La Cámara de Diputados ha reformado el artículo 24 de la Constitución y eso dio pie para que se alentara una discusión, nuevamente, entre lo que deben ser las responsabilidades políticas del Estado y el derecho de las personas a profesar o no alguna religión. Esta discusión parecía ya superada en nuestro país y por lo tanto no había razón que justificara la alteración del texto constitucional.
La iniciativa que fue presentada por el grupo parlamentario del PRI, obedeció a una coyuntura política —la presencia del Papa en México a principio del próximo año— que empata con las pretensiones de una parte de la jerarquía católica para posibilitar la enseñanza religiosa en las escuelas públicas. Como es conocido, esta pretensión es añeja y algunos de los ministros de la iglesia católica no quitan el dedo del renglón.
Quizás, este tema se trató en la entrevista de Peña Nieto con el Papa y derivado, posiblemente, de algún compromiso contraído por el entonces gobernador mexiquense, es que el PRI presentó dicha propuesta de modificación constitucional.
Originalmente, en esta iniciativa se planteaba “la obligación del Estado para garantizarle a los padres que sus hijos recibieran educación religiosa” y resultaba obvio, que por esta vía se anulaba de facto, el precepto constitucional que establece que la educación que imparta el Estado debe ser laica. Sin embargo, por la acción de varios diputados del PRD y algunos del propio PRI, se impidió que dicha iniciativa prosperara; y aunque el artículo 24 se cambió en algunas palabras, el contenido esencial no fue trastocado. Aun así, el Senado debería rechazar tales modificaciones.
Este asunto necesita verse como una llamada de alerta, pues ahora mismo podemos observar a varios políticos (incluidos los candidatos presidenciales) elaborando sus discursos proselitistas alrededor del tema de la moral y lo religioso.

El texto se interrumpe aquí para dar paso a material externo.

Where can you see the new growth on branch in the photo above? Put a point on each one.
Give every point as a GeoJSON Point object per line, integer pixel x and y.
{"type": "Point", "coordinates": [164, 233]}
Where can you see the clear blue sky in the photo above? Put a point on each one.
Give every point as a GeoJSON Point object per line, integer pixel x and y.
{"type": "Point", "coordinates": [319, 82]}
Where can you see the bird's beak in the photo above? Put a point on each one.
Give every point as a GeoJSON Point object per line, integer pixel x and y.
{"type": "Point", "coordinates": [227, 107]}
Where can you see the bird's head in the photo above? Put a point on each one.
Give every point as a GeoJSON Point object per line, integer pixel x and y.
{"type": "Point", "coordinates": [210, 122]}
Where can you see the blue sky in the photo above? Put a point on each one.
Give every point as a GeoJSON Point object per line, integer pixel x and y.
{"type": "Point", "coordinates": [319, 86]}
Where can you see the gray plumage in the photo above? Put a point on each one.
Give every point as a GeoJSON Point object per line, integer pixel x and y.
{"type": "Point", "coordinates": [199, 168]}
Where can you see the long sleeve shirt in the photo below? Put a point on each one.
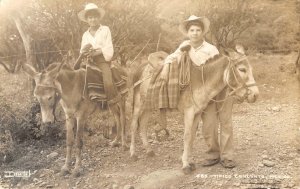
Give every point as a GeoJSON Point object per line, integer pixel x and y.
{"type": "Point", "coordinates": [198, 55]}
{"type": "Point", "coordinates": [101, 40]}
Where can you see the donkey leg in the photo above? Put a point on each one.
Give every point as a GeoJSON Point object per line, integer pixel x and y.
{"type": "Point", "coordinates": [123, 125]}
{"type": "Point", "coordinates": [193, 135]}
{"type": "Point", "coordinates": [163, 125]}
{"type": "Point", "coordinates": [70, 122]}
{"type": "Point", "coordinates": [135, 123]}
{"type": "Point", "coordinates": [143, 132]}
{"type": "Point", "coordinates": [116, 113]}
{"type": "Point", "coordinates": [189, 116]}
{"type": "Point", "coordinates": [79, 144]}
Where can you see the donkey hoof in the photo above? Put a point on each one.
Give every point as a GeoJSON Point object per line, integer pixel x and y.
{"type": "Point", "coordinates": [193, 166]}
{"type": "Point", "coordinates": [64, 171]}
{"type": "Point", "coordinates": [187, 169]}
{"type": "Point", "coordinates": [134, 158]}
{"type": "Point", "coordinates": [150, 153]}
{"type": "Point", "coordinates": [76, 173]}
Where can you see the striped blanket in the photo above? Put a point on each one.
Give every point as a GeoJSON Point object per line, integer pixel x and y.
{"type": "Point", "coordinates": [94, 86]}
{"type": "Point", "coordinates": [163, 94]}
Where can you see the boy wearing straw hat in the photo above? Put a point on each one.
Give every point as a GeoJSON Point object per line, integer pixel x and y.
{"type": "Point", "coordinates": [97, 44]}
{"type": "Point", "coordinates": [199, 52]}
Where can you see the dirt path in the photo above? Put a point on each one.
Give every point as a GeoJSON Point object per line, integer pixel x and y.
{"type": "Point", "coordinates": [266, 152]}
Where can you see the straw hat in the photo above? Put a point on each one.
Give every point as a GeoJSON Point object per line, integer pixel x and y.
{"type": "Point", "coordinates": [204, 20]}
{"type": "Point", "coordinates": [89, 7]}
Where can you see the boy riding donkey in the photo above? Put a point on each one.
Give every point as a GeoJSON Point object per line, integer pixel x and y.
{"type": "Point", "coordinates": [104, 83]}
{"type": "Point", "coordinates": [164, 90]}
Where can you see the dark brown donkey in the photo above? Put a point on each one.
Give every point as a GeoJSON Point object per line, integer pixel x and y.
{"type": "Point", "coordinates": [61, 81]}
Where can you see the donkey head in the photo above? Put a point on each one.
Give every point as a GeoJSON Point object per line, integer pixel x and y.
{"type": "Point", "coordinates": [239, 76]}
{"type": "Point", "coordinates": [45, 90]}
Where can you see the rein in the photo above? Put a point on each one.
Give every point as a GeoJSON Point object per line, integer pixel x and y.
{"type": "Point", "coordinates": [237, 78]}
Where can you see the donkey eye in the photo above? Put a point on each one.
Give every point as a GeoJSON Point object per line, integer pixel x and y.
{"type": "Point", "coordinates": [242, 70]}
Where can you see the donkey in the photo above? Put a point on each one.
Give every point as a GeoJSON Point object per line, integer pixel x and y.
{"type": "Point", "coordinates": [206, 82]}
{"type": "Point", "coordinates": [297, 64]}
{"type": "Point", "coordinates": [61, 82]}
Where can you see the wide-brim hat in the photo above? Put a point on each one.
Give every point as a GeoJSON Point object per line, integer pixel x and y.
{"type": "Point", "coordinates": [89, 7]}
{"type": "Point", "coordinates": [204, 20]}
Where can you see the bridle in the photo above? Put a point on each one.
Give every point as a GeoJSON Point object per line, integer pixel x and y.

Según estos, la parte sustantiva de nuestra problemática como nación, está concentrada en la ausencia de una moral que nos guíe, a cada individuo, en nuestro comportamiento dentro de la sociedad. Por lo tanto, —nos dicen— la respuesta a la grave crisis del país, está en encontrar a un líder moral que sepa conducir a México por la senda del bien. Un Kim II-Sung o un Jean-Marie Le Pen.
Si los ciudadanos también compartiéramos esta confusión, nos enfrentaríamos al emitir nuestro voto, a un dilema más de tipo moral y religioso (escoger entre lo que cada uno considere como el bien y el mal) y no -como debería ser- a una decisión estrictamente ciudadana que tenga que ver con elegir entre programas y propuestas políticas, para el mejor desarrollo democrático e igualitario de una sociedad que es plural y diversa en todos los sentidos (cultural, moral, religiosa, política, étnica, etcétera).
No discernir entre lo que es una garantía individual para adoptar cualquier visión moral, con la necesidad de una ética pública que se sustenta en el derecho y el cumplimiento de la ley, es un gran disparate que le puede costar mucho a la República.